11/23/25 Searching for my accident
- Wasib Jamil
- 1 day ago
- 2 min read
I remember how my father died. Crystal clear, as if it happened yesterday. Hard to believe it has already been eight years. I was not in Pakistan when that day unfolded, but when I say I know how my dad died, I am not talking about the chain of events that led to it. I am talking about something deeper, the state of his soul in those final moments.
I know because I was the one who bathed him for his funeral. I was the one who pulled him from cold storage, washed every wound, felt every broken bone. And I saw his face. That smile. The kind that does not belong to pain or fear, but to peace. Eternal satisfaction etched across his features, as if he had looked back on his life, done a quick review, and whispered to himself: I lived well. I loved deeply. I fulfilled my purpose.
They say heaven or hell begins in that instant. For him, it felt like heaven. He welcomed death like an old friend. Why would he not? He was the eldest of nine siblings, father of five, the man who carried the weight of a family after my grandfather passed too soon. He worked tirelessly to raise us, to lift his brothers and sisters out of hardship, to move us away from Quetta when life there turned dangerous. He saw two of his children married, played with his grandkids, and loved a woman who stood by him through everything. We watched him fall in love with her more every single day.

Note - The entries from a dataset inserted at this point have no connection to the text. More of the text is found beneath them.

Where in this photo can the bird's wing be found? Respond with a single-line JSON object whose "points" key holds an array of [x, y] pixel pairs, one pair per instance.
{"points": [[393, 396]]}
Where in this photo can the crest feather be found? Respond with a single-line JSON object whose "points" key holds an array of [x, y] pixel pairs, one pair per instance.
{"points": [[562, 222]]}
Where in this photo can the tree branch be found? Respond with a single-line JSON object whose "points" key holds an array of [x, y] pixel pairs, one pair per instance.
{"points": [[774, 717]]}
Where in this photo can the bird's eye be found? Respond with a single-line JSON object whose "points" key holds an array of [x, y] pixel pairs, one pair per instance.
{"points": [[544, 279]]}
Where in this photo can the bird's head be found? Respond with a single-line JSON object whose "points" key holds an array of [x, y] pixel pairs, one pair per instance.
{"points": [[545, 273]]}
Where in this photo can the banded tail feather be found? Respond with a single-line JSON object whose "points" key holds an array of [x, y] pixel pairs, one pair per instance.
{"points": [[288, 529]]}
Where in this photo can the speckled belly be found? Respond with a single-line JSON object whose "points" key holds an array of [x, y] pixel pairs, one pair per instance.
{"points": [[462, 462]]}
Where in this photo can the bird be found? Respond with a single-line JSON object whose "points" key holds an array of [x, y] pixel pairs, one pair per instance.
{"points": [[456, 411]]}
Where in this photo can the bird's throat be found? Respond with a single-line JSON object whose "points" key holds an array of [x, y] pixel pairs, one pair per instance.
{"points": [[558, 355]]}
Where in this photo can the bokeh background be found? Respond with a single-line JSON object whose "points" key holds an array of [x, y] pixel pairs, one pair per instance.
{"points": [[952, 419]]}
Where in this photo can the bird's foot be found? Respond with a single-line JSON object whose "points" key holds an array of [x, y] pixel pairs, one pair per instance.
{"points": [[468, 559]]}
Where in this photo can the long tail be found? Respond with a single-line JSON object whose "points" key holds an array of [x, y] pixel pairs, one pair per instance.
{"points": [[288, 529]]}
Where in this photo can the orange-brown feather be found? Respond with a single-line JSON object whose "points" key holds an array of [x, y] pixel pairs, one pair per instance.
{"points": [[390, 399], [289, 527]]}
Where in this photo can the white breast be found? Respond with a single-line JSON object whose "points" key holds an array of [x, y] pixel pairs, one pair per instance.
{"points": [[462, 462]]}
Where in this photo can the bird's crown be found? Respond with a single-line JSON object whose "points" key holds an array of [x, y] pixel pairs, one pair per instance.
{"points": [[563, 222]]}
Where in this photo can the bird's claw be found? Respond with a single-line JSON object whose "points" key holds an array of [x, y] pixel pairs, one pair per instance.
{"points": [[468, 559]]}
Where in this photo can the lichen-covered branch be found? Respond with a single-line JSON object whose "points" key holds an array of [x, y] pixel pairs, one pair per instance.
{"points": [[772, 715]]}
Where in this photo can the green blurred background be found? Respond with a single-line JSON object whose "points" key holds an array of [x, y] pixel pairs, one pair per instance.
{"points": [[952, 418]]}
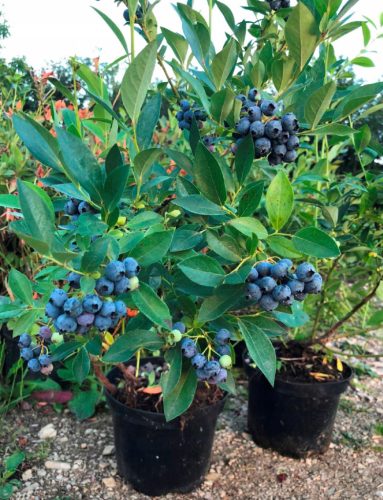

He was happy. He was excited for that trip up north, a first of its kind with his kids. He had finally laid down the burden of responsibility and was ready to enjoy life, to spoil his grandsons, to breathe. He was strong, healthy, independent. And then, in a blink, he was gone. No sickness. No slow decline. Just an accident. Sitting beside the woman he loved most. Poof, and gone.
Whenever I think about death, that is the image that comes to me. If I could choose, I would want to go like that too, instantly, without warning. I walk through life with that thought tucked behind a thousand curtains in my mind. Every late-night drive, every flight, every quiet walk, I wonder if this is the moment. My own poof.
I am not as content as he was. Who could be? But I keep moving, working, traveling, living, while quietly manifesting that eternal accident. My personal exit. And if I am lucky, maybe I will wear that same smile. That victory smile.